Still a student, Johann Walter Lesle had begun teaching logic and metaphysics at the Brandenburg university, already. In 1654, he was appointed professor of morals and philosophy and in 1664 professor of theology as successor of Georg Conrad Bergius (1623-1691). From Bergius (who had become court preacher at Berlin) he also took over the office of first pastor of the Reformed congregation in Frankfurt (Oder). Moreover, in 1664, he, for a second term, accepted the honorary office of university rector which he was to hold two more times in 1670 and 1675. The author of several theological works published at Frankfurt (Oder) after 1651, he died in Frankfurt (Oder) on July 27, 1679.
Johann Walter Lesle had married twice. In the first marriage with an unknown wife he became father of a son Johann Theodor.

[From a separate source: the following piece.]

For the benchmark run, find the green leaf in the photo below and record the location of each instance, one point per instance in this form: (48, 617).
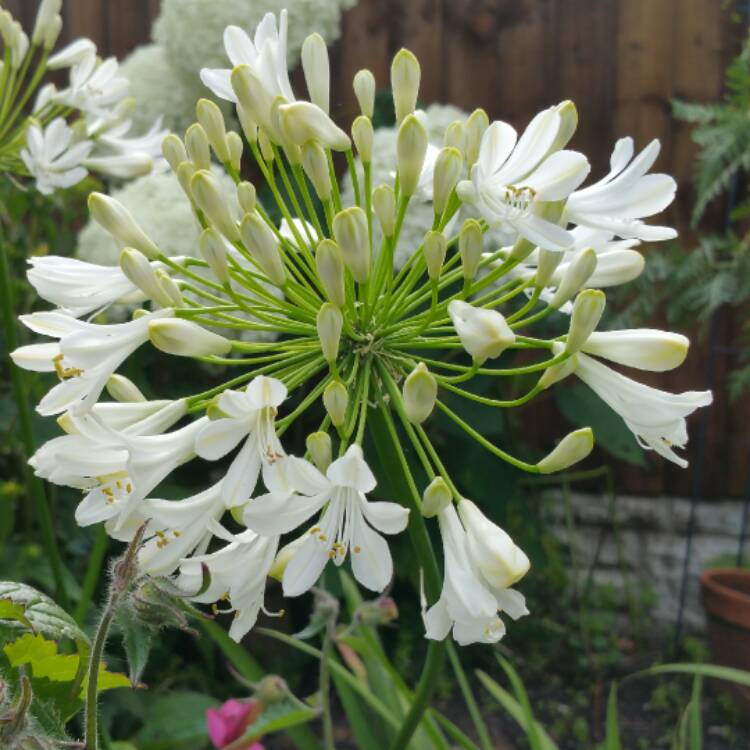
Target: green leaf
(44, 615)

The son's birthday is not known, but because he became not enrolled regularly at the Brandenburg university until 18 years later, on April 30, 1679, his birth can be dated around the year 1660. With his second wife Catharina Sybilla Sagittarius (* 1651), the daughter of the Berlin court chaplain Johann Christian Sagittarius (1603-1674), Johann Walter Lesle after 1667 had become father of three sons, Christian Walter, Johann Walter and Johann Samuel, whose exact birth dates couldn‘t be determined, yet. It seems that only Johann Samuel reached adulthood. As a regular student, he enrolled at the University of Frankfurt on April 27, 1692. A promising student of theology, his life took a fatal turn, however, when he, in a strange fit of rage, caused the death of a child entrusted to him by hitting it with a piece of wood.
Sources: A. Bieganska, The Learned Scots in Poland (From the Mid-Sixteenth to the close of the Eighteenth Century) in Canadian Slavonic Review, Vol. XLIII, No. 1, March 2001, p.7.
This article was written on 24 June 2020 by Rainer Bunz.